A TRUST at the centre of controversy over its award of £34,000 to lying MP Alistair Carmichael to help with his legal fees has increased the award to £50,000.
The Joseph Rowntree Reform Trust (JRRT) sparked fury this week with its original award to the MP for help with a £150,000 legal bill over the Frenchgate memo court action.
Its sister organisation – the better known Joseph Rowntree Foundation – immediately sought to distance itself from the JRRT, stressing that they were entirely different bodies.
Between last night and this morning the original award shown on the JRRT website has been raised to £50,000.
The trust is run by six directors, four of whom have Liberal Democrat links, but it said it had made grants to individuals and organisations “within all three major parties”.

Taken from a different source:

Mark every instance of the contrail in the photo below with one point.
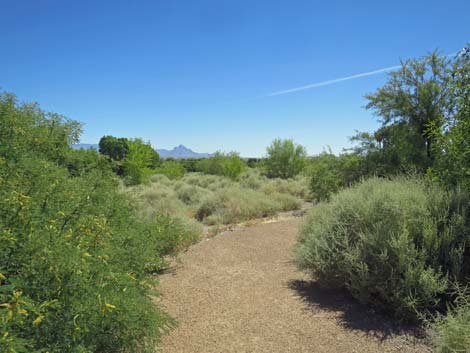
(330, 82)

Four of Carmichael’s Orkney constituents took him to court for lying about his role in leaking a memo aimed at damaging Nicola Sturgeon before last year’s General Election.
JRRT said the award – the biggest it has made this year – was given “to uphold existing case law about the circumstances in which a legitimately elected MP can be unseated”.

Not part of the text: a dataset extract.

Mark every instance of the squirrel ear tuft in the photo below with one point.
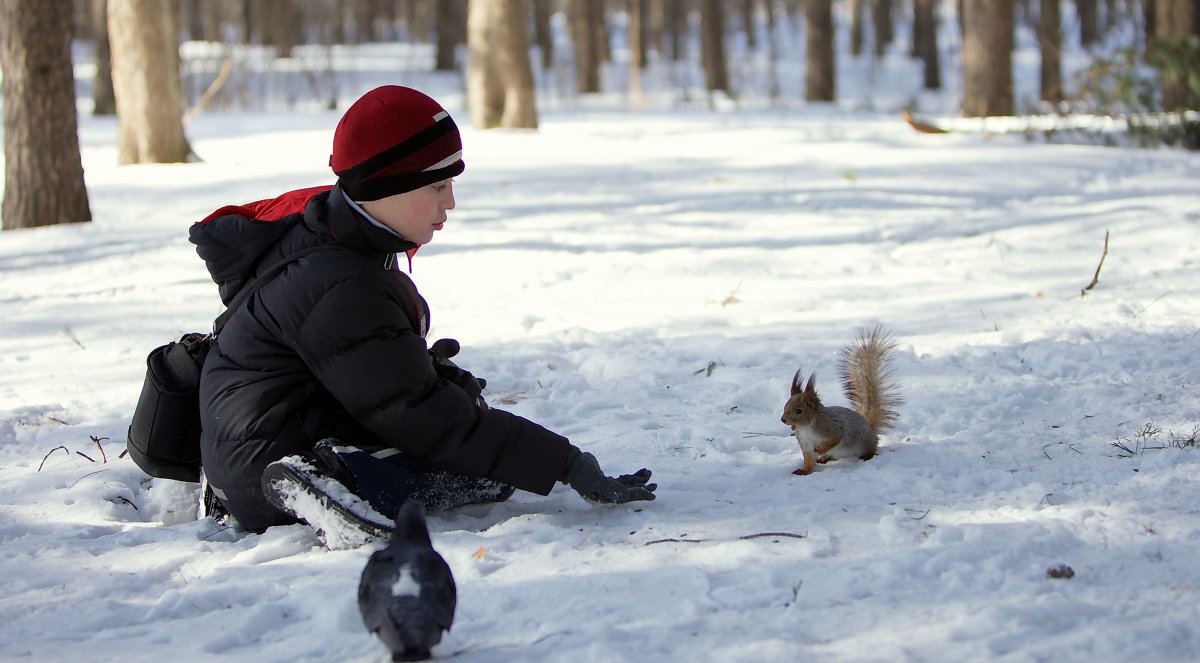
(796, 382)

Carmichael, the only LibDem MP in Scotland, tried to win damages from the four after accepting in evidence that his own position was dishonest.

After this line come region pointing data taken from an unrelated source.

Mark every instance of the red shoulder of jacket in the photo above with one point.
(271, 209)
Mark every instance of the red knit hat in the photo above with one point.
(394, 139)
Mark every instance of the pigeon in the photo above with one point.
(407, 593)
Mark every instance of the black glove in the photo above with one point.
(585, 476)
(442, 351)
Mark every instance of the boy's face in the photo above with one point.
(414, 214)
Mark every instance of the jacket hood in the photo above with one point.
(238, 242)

Lady Paton and Lord Matthews said he told a “blatant lie” during a television interview about the leaked memo, and rejected his case for costs.
Ian Blackford, the SNP MP for Ross, Skye and Lochaber, told The National the award was “extraordinary.”
He said: “It has been clearly shown that the man has been caught lying and when you hear stories like this it makes you wonder about integrity, and you wonder why the JRRT is getting involved in this. It really is quite extraordinary.”